Dror Bar-Natan: Classes: 2022-23: Fast Computations in Knot Theory: Homework 1

$ \def\bbN{{\mathbb N}} \def\bbQ{{\mathbb Q}} \def\bbR{{\mathbb R}} \def\bbZ{{\mathbb Z}} \def\calA{{\mathcal A}} \def\calD{{\mathcal D}} \def\calT{{\mathcal T}} $ © | Dror Bar-Natan: Classes: 2022-23: Fast Computations in Knot Theory:

Homework Assignment 1

Solve and submit the following problems.

Problem 1.

Prove that the Jones polynomial satisfies the "skein relation" in the figure below.
Show that this skein relation, along with the value of $J$ on the unknot, determine $J$. Phrase your answer as "here is an algorithm to compute $J$ on any knot/link, using only the skein relation and the value on the unknot".

Problem 2. Rather than fixing the Kauffman bracket by using a writhe counter-term, it is tempting to evaluate it at $A=e^{\pi i/3}$, where invariance under R1 holds with no need for a correction.

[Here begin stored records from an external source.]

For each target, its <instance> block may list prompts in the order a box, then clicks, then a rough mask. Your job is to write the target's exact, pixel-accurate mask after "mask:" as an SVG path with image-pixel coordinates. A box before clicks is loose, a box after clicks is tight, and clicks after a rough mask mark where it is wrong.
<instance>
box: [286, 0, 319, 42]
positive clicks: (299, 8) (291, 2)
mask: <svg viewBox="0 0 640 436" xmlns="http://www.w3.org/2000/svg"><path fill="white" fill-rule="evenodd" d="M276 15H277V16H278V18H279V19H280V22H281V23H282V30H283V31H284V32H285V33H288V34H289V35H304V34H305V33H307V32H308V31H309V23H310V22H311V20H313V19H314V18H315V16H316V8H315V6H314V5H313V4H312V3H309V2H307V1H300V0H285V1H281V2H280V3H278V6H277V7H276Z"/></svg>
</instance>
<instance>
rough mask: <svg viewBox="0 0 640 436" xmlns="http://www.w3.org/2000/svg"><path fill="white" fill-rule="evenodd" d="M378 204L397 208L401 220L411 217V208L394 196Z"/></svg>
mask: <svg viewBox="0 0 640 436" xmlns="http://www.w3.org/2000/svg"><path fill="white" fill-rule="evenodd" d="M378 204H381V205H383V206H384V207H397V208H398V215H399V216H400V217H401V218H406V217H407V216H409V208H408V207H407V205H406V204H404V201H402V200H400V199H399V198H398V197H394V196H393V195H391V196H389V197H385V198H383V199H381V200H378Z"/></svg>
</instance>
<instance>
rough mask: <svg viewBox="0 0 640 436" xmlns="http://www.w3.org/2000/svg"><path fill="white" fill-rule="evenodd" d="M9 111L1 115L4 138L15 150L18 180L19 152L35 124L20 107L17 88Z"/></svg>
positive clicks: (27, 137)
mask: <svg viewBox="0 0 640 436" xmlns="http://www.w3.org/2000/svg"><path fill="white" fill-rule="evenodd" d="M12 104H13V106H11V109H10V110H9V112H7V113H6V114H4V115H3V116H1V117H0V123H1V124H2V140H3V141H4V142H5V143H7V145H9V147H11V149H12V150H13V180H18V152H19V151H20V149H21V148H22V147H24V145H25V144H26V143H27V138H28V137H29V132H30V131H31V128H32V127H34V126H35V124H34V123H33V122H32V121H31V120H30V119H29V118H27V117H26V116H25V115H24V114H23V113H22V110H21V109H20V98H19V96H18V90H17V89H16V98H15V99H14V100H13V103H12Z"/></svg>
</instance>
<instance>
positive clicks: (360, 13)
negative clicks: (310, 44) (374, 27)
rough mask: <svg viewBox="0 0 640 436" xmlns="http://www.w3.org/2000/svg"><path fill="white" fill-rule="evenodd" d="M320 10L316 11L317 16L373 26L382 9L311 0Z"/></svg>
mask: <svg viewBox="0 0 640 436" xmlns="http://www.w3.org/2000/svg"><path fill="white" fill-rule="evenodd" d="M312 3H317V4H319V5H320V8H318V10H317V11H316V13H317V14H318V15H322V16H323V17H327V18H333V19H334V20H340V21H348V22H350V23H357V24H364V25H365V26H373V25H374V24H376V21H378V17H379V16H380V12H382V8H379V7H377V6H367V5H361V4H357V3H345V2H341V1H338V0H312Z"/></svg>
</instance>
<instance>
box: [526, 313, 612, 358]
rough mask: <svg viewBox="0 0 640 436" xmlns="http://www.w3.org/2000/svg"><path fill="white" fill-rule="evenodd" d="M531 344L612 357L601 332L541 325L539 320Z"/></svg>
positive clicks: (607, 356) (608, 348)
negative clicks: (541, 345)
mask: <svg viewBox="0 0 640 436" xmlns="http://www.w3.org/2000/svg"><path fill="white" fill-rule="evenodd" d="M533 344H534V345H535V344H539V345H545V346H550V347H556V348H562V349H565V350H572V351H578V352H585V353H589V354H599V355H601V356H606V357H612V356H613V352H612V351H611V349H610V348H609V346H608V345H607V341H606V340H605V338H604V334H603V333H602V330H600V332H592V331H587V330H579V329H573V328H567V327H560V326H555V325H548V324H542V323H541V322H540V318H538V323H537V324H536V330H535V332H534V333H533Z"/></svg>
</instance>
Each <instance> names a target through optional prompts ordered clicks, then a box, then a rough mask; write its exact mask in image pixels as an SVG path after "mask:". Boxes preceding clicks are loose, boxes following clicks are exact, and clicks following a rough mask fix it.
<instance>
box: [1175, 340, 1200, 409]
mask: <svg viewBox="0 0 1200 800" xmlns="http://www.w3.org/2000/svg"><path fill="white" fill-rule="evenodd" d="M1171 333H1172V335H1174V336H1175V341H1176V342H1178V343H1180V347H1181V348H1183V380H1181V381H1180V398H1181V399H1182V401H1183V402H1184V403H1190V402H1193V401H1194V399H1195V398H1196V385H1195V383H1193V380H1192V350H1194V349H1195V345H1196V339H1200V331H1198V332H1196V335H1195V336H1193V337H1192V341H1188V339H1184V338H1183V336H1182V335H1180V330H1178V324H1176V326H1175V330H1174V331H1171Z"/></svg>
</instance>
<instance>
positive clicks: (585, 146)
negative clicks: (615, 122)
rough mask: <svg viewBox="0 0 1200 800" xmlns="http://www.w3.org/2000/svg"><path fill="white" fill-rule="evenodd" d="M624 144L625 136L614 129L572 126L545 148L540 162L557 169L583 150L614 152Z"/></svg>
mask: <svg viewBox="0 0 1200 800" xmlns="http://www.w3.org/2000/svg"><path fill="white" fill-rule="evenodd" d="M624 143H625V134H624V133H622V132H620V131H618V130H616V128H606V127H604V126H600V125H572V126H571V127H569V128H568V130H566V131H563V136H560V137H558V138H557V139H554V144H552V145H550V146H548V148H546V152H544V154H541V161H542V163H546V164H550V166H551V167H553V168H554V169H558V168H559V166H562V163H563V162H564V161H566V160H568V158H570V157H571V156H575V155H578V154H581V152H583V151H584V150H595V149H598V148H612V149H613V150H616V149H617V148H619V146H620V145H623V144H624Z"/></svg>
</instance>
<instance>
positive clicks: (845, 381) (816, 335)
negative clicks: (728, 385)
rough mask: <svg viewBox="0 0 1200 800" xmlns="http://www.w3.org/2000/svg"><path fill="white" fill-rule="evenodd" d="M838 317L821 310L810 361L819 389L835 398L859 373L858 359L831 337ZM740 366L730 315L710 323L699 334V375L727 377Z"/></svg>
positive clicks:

Unfortunately, at $A=e^{\pi i/3}$ the Kauffman bracket of any knot is equal to 1. Prove this.

Problem 3. Prove that the PD notation of a knot diagram determines it as a diagram in $S^2$. (This one is tough. Don't feel too bad if you don't succeed).

Problem 4. Use the programs we wrote in class to compute the Jones polynomial of the Conway Knot:

An excellent solution will include a printout of the Mathematica notebook in which you carried out the computation.

Due date. This assignment is due on Monday July 3 at 11:59pm. Submission is on Google Classroom.